A guest Isaacism
Richard is walking a neighborhood 4 year old to his house.
Richard: “After I take you home I’m going to go for a walk.”
B.: “Do you want me to go for a walk with you?”
Richard: “It’s going to be a bit far, so how about we will go a little way and then your house.”
B. “That’s good. My aunt is there and she will play with me.”
[After walking a bit]
Richard: “You sure do have a lot of good aunts.”
B.: “Richard, that’s cause I’m the happiest boy in the world!”
The scene: Richard and Isaac are at the computer. Richard is showing Isaac how we can real-time track the location of the Adventure Science team in the mountains of California.
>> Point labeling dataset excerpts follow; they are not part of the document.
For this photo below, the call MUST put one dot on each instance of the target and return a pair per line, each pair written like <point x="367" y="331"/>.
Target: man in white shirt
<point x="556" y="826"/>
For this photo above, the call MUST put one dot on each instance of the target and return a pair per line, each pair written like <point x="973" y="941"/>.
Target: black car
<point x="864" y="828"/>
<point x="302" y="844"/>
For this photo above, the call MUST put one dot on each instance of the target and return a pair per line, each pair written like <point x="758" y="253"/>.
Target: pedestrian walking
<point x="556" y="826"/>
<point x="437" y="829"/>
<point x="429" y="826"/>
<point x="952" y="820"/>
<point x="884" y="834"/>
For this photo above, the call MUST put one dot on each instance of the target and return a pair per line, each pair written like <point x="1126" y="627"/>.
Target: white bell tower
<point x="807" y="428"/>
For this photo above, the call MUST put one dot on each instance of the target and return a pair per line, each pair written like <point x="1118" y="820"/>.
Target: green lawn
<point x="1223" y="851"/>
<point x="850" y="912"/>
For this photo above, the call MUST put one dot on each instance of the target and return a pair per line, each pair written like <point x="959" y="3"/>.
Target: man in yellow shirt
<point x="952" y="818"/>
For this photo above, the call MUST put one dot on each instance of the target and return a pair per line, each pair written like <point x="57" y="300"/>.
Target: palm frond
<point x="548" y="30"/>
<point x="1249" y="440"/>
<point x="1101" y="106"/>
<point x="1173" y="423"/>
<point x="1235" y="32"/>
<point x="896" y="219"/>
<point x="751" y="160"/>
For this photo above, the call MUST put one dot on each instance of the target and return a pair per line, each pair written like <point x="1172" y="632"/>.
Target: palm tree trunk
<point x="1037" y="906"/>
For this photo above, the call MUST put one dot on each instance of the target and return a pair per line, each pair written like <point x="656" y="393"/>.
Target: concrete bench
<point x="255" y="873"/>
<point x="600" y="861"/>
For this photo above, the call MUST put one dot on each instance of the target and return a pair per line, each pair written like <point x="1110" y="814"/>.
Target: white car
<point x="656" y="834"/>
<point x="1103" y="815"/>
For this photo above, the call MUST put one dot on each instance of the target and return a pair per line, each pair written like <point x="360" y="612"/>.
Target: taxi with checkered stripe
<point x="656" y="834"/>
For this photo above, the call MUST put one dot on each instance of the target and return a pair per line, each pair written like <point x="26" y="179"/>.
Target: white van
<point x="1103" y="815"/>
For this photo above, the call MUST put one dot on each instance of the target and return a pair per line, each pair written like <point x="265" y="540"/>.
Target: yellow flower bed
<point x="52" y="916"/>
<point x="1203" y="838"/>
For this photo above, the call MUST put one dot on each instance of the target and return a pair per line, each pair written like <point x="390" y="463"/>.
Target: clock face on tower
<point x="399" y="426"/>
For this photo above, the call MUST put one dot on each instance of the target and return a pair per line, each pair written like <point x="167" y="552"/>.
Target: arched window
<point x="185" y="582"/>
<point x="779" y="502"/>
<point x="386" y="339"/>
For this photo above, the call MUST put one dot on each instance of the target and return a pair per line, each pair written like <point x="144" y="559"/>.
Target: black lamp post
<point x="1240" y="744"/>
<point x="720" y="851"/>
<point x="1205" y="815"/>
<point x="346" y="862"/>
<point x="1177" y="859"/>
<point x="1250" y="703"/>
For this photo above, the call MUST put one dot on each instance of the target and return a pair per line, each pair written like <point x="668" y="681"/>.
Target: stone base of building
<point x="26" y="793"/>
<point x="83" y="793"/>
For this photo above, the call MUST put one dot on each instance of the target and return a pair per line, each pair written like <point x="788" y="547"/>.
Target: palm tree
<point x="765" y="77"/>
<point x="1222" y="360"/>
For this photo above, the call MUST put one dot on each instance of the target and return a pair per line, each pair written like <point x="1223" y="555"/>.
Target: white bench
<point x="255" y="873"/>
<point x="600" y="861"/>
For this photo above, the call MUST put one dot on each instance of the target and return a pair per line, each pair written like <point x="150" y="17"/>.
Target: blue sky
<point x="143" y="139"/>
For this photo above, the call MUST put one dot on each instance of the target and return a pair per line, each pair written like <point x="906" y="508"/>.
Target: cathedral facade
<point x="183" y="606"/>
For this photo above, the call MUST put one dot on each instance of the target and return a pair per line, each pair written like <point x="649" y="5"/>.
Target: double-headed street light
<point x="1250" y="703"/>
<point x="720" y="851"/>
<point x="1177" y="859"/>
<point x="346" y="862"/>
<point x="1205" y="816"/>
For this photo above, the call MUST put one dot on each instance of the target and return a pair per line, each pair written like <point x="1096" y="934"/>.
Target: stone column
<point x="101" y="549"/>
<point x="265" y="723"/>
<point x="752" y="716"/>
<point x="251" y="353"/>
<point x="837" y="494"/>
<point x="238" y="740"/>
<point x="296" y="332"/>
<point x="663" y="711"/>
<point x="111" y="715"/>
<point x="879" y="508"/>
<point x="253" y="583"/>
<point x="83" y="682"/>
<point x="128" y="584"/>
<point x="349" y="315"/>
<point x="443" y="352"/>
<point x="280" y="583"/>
Richard: “Look there. They are almost at the location I told them to check out. [Richard pulls up an aerial photo] “See, there’s an anomaly there – that really bright spot. There might be something there, like a crashed plane.”
Isaac: “Are you sure it’s not a plane carrying radioactive material that is leaking and woke up some Weeping Angels?”
Richard: “No. No, I’m not. That’s why I sent Simon.”
A guest Isaacism, from a friend travelling in the Greece.
The scene: blue skies, green-blue water, submerged ruins of an ancient church peek out from the waves. Two young American boys are dressed head-to-toe in appropriate sun-blocking swimwear, with floatation devices strapped on for extra-safety. Local little kids are, of course, naked.
Mom [pointing out a little girl to her son]: “Why don’t you go say hello in Greek?”
Son: [hesitating and making a face]: “I don’t like the ways that girl’s butt looks.”
Richard: “Did you just say ‘ice beams don’t kill Pokemon’s?'”
Isaac [indignant]: “By the way Dad, ‘Pokemon’ is its own plural noun.”